The problem is that this isn't felt, the emotional depth is limited, the portrait is faded. Kirby really doesn't have much to work with in a role that's as one-dimensional as it gets and what she actually delivers is often underwhelming, a far cry from her award-winning performance as Margaret in The Crown. Phoenix is usually stable. After all, he very rarely has a bad day at work, but at the same time he is extremely limited in the role of the mumbling Napoleon and it is not his fault, but here again the biggest blame must fall on Scott and his screenwriter, David Scarpa. They simply cannot handle such a multifaceted personality as Napoleon, and here he comes across as extremely uninteresting and for long moments even downright sad.

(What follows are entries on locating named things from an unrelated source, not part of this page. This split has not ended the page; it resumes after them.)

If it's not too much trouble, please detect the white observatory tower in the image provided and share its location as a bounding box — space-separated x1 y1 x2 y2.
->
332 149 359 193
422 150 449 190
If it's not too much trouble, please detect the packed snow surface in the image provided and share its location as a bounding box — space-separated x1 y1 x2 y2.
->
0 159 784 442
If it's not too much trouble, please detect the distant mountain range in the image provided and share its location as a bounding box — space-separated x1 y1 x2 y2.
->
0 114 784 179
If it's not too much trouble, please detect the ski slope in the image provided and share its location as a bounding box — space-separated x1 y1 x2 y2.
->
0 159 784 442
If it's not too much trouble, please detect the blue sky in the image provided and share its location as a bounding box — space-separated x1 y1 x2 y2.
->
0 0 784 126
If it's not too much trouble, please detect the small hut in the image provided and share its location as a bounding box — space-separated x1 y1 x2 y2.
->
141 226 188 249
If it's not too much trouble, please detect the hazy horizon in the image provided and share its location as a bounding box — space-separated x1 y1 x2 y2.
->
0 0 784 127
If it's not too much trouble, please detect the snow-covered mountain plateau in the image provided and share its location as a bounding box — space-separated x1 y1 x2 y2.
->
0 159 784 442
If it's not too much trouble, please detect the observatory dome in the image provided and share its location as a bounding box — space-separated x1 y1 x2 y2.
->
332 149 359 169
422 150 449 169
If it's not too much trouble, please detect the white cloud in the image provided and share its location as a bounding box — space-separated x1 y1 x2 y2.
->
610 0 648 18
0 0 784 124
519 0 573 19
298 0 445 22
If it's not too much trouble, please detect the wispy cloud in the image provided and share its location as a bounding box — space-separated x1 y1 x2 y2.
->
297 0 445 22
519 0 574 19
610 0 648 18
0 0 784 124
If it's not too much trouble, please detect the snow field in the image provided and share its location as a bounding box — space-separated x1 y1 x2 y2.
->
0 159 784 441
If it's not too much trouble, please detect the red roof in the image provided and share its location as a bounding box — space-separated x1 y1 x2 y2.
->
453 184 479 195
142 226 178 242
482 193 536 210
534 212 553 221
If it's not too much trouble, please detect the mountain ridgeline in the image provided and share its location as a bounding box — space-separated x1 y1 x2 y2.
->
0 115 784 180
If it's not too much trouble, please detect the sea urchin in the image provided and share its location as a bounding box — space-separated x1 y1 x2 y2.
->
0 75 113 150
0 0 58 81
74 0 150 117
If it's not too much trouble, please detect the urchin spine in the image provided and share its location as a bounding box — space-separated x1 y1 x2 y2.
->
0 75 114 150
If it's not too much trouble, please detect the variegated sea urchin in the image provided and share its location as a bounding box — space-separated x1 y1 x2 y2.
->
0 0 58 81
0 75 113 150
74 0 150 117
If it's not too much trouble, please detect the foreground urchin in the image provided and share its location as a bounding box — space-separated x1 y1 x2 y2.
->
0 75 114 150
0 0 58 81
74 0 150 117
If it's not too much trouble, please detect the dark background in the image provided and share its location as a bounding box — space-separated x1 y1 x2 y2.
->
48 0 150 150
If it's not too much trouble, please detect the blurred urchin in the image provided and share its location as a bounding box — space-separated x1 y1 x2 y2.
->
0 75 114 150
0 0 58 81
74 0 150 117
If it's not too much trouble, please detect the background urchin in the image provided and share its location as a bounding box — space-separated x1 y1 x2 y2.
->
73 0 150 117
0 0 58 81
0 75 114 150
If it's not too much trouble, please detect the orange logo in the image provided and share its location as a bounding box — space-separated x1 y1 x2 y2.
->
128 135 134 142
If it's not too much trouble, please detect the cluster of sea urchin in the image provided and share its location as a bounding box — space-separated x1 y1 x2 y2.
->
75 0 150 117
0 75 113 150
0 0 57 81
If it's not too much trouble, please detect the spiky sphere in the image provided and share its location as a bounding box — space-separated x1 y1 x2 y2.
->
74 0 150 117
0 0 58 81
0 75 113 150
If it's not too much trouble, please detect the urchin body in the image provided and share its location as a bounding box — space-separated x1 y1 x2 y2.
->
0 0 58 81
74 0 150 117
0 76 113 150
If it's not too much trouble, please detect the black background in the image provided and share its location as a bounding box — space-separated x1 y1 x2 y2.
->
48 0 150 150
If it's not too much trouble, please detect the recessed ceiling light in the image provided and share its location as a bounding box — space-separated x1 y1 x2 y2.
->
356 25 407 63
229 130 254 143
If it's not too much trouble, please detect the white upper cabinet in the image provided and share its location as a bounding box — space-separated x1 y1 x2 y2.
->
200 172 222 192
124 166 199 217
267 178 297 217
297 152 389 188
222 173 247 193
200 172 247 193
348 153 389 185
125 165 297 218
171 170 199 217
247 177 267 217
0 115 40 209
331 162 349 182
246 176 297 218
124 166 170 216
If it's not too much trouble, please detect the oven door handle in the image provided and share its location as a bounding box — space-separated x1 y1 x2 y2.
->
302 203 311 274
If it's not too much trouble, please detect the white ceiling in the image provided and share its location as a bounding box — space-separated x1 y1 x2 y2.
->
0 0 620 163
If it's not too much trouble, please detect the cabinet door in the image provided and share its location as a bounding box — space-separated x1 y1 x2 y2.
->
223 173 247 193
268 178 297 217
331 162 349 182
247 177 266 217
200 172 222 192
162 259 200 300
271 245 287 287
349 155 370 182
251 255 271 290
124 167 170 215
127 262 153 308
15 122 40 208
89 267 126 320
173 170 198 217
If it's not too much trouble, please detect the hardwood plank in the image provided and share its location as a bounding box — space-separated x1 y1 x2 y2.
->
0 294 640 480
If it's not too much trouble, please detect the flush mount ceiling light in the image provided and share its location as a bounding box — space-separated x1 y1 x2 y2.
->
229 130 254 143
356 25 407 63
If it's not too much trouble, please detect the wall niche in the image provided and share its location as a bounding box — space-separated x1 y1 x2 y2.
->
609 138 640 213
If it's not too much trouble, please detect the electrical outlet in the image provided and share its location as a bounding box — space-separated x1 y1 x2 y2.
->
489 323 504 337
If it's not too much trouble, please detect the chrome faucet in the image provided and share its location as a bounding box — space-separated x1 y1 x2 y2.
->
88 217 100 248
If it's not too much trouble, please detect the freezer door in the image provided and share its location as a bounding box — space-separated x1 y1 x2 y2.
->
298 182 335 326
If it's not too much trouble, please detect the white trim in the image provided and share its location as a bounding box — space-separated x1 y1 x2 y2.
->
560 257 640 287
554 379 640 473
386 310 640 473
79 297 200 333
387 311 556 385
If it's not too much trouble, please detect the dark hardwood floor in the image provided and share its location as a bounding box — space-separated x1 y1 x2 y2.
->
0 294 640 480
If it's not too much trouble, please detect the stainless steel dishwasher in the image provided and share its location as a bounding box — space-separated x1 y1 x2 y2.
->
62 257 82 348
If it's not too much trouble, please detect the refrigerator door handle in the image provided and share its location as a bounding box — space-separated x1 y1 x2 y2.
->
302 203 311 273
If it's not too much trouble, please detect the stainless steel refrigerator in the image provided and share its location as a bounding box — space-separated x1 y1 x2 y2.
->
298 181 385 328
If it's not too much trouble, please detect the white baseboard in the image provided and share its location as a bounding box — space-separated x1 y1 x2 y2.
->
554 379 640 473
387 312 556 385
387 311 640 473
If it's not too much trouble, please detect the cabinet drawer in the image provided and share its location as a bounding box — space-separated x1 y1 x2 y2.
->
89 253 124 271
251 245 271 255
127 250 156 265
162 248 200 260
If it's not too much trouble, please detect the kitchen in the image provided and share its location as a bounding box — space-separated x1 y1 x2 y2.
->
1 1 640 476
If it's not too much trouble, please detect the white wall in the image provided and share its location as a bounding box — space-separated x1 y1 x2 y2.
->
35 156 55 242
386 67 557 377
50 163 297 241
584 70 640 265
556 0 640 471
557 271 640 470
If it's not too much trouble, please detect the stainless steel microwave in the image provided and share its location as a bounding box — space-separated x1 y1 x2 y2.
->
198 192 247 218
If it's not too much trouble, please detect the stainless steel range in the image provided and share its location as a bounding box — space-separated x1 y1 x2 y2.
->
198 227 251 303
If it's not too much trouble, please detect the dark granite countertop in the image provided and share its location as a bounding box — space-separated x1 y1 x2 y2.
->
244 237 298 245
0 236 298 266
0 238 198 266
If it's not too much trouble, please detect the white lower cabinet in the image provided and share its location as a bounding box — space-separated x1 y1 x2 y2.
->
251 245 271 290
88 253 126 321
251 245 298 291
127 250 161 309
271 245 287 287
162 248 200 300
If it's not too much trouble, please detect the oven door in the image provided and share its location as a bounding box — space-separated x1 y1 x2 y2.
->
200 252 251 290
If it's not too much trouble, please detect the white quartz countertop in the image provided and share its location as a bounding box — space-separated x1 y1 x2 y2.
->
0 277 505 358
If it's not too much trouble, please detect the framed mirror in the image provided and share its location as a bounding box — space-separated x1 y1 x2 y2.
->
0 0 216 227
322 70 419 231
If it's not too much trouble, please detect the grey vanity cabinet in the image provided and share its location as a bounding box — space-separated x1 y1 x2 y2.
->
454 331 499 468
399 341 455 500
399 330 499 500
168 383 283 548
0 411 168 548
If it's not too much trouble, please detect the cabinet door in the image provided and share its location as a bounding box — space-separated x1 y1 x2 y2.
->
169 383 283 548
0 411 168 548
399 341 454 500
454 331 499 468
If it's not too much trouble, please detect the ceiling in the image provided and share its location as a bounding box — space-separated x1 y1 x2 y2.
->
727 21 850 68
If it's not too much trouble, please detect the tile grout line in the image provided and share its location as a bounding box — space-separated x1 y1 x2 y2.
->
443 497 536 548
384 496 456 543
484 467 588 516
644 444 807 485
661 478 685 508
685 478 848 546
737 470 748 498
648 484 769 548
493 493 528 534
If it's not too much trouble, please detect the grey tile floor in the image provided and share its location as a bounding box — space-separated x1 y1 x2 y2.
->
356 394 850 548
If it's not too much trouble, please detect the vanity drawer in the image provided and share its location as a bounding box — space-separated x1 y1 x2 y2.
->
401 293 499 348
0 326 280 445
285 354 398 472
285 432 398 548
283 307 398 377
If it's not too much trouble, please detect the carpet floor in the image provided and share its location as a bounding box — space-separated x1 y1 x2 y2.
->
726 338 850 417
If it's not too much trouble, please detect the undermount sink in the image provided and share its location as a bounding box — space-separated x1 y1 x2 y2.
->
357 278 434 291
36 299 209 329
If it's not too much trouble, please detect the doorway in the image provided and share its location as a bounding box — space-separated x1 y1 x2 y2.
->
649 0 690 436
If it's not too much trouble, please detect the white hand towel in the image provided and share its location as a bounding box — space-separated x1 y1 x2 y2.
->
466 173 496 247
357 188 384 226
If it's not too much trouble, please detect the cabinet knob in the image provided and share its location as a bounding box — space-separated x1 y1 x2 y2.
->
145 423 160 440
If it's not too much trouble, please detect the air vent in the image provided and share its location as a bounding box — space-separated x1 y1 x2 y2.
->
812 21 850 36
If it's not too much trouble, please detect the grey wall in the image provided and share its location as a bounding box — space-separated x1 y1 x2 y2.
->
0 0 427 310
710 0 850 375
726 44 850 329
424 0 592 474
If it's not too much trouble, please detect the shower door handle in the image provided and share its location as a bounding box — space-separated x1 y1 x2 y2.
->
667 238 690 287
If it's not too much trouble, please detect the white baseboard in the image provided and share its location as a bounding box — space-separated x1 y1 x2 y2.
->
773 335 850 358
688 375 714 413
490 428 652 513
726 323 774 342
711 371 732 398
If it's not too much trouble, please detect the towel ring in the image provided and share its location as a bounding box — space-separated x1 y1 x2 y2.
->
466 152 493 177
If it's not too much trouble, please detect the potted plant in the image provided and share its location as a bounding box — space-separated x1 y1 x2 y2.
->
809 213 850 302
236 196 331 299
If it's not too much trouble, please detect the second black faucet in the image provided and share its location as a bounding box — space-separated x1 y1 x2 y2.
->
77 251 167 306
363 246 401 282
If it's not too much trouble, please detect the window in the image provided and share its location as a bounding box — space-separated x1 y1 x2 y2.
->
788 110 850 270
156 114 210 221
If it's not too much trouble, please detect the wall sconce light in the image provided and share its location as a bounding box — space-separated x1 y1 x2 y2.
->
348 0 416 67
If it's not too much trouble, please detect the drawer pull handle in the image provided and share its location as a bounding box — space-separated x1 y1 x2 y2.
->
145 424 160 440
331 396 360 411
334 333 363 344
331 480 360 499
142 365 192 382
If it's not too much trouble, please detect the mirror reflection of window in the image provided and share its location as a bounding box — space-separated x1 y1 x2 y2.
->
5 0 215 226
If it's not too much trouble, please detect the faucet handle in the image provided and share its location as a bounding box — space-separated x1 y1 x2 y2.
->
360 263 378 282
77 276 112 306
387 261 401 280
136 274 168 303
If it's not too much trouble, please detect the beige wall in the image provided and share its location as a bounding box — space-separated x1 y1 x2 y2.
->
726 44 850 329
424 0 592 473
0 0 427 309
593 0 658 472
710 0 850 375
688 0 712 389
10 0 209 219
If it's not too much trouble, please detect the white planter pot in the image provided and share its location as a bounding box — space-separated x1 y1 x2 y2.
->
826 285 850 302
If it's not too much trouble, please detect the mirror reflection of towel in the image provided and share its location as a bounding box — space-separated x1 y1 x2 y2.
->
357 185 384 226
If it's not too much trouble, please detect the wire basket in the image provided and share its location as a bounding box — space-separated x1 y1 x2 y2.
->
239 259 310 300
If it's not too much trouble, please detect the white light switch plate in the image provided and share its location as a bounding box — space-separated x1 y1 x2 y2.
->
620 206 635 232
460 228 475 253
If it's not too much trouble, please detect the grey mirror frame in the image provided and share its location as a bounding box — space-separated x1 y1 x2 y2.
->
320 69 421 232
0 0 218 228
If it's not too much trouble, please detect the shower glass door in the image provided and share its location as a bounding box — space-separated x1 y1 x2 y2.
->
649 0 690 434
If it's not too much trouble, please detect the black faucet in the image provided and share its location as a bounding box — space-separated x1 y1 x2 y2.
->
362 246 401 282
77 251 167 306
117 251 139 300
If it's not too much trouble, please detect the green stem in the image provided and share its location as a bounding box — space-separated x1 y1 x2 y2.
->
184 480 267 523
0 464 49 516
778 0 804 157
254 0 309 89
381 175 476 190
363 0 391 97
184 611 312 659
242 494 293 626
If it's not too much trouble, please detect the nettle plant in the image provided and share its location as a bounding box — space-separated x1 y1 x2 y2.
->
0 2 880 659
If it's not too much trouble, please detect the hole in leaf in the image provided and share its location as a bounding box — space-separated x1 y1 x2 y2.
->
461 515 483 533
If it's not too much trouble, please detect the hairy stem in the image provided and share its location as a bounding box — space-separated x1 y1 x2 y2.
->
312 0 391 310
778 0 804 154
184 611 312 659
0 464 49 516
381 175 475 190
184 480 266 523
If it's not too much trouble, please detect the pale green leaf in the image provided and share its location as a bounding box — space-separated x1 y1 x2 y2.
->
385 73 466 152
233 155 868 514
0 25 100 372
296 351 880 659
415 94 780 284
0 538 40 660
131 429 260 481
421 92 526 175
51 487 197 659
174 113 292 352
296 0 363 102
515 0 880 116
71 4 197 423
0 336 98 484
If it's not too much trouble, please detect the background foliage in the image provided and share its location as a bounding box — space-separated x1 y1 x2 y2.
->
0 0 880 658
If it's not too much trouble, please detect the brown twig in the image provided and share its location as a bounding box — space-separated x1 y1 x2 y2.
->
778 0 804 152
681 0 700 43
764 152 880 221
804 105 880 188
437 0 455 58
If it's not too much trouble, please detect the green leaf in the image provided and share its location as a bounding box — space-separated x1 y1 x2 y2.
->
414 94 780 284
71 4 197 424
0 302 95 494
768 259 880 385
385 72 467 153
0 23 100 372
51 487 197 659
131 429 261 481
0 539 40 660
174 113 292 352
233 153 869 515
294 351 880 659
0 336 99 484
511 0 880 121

With quotes like "I follow in the footsteps of Alexander the Great and Caesar", I at least expect it to be magnificent from start to finish, but it never is. If you compare with Gladiator, which is not unreasonable to do, that film was much better at telling the story of Maximus than Napoleon is at telling the story of Napoleon. In fact, even Phoenix's character Commodus was a far more powerful portrayal. None of the things that made Gladiator the modern classic it is now considered to be can be found here. The cerebral and psychological aspects of Napoleon's ambition, success and failure are either completely missing or could have been highlighted with more innovative approaches instead of just hinting at them through the plot. Not even the political intrigue and propaganda are given much space.
The film's strength lies instead in depicting the many and long epic battles that fill the entire screen with blood and body parts. Horses and people that I can look at in the smallest anatomical detail as they are torn apart to the sound of muffled ominous drums and this is what Ridley Scott has mastered. He knows this inside and out and here Napoleon can absolutely compete with Gladiator. This is certainly not where the problems lie. Or as a famous singer would have put it. Scott has 99 problems but battles ain't one.
When we arrive in Waterloo, that is, the bitter end of the saga of Napoleon after an incredible number of twists and turns, I know no more about him than when I parked myself in the cinema seat almost three hours before and that is of course a big problem in a film about Napoleon.